Die Nationale Armutskonferenz (NAK) hat kurz vor der anstehenden Bundestagswahl deutliche Forderungen nach umfassenden Reformen der sozialen Sicherungssysteme, insbesondere zur Unterstützung von Kindern und Jugendlichen, gestellt. In einem in Berlin veröffentlichten Bericht erklärt die NAK die Armutsbekämpfung zu einem verpflichtenden sozialstaatlichen Ziel, das konkret und sicher finanziert werden müsse. Der Zugang zu sozialen Hilfen soll vereinfacht und entstigmatisiert werden, da über ein Drittel der Berechtigten aus Unwissenheit oder Scham keine Leistungen in Anspruch nimmt.
2022 waren in Deutschland 17,7 Millionen Menschen von Armut oder sozialer Ausgrenzung bedroht. Besonders betroffen sind Alleinlebende, Alleinerziehende sowie Familien mit drei oder mehr Kindern. Frauen stehen dabei noch stärker im Fokus der Armutsgefährdung, vor allem im Alter.

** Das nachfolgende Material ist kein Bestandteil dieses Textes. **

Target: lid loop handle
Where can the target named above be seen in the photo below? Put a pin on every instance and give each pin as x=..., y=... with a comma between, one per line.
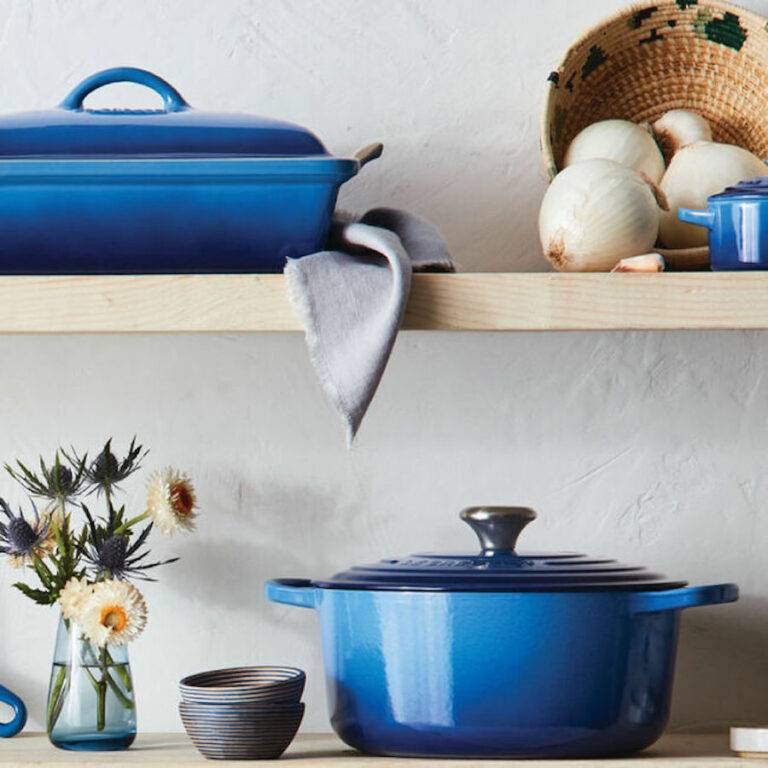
x=497, y=527
x=173, y=101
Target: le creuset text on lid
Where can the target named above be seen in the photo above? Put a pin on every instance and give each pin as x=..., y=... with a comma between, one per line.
x=499, y=567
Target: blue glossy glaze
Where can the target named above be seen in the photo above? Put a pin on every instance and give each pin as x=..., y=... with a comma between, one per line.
x=528, y=674
x=152, y=191
x=737, y=220
x=19, y=720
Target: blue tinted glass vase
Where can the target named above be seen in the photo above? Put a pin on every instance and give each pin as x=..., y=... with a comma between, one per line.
x=91, y=704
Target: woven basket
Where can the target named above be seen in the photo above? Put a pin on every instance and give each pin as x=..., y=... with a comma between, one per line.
x=711, y=57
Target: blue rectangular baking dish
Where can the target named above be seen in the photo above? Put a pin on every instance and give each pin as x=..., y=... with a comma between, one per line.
x=161, y=191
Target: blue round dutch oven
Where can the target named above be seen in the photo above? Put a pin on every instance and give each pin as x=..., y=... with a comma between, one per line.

Die NAK setzt in ihrer Kritik auf die Gesundheitsversorgung und den familiären Kontext als zentrale Themen. Die derzeitige Gesundheitsvorsorge orientiere sich zu stark an den Bedürfnissen der Mittelschicht. Neue, leicht zugängliche Gesundheitsangebote in sozialen Brennpunkten sowie ein bundesweiter Dolmetscherdienst könnten hier Abhilfe schaffen. Zudem könnte das Thema Gesundheit in Schulen stärker integriert werden.
In Bezug auf Familien fordert die NAK die Einführung einer ausreichend finanzierten Kindergrundsicherung. Diese solle idealerweise alle bislang verfügbaren Leistungen bündeln, um den Zugang für Bedürftige zu erleichtern. Die statistische Armutsgrenze in Deutschland liegt bei einem Einkommen unter 60 Prozent des mittleren Einkommens. 2022 bedeutete dies ein Jahreseinkommen von unter 15.765 Euro für Alleinlebende. 26,4 Prozent der alleinlebenden Personen, 23,7 Prozent der alleinerziehenden Haushalte und 22,7 Prozent der Familien mit drei oder mehr Kindern waren von Armut bedroht.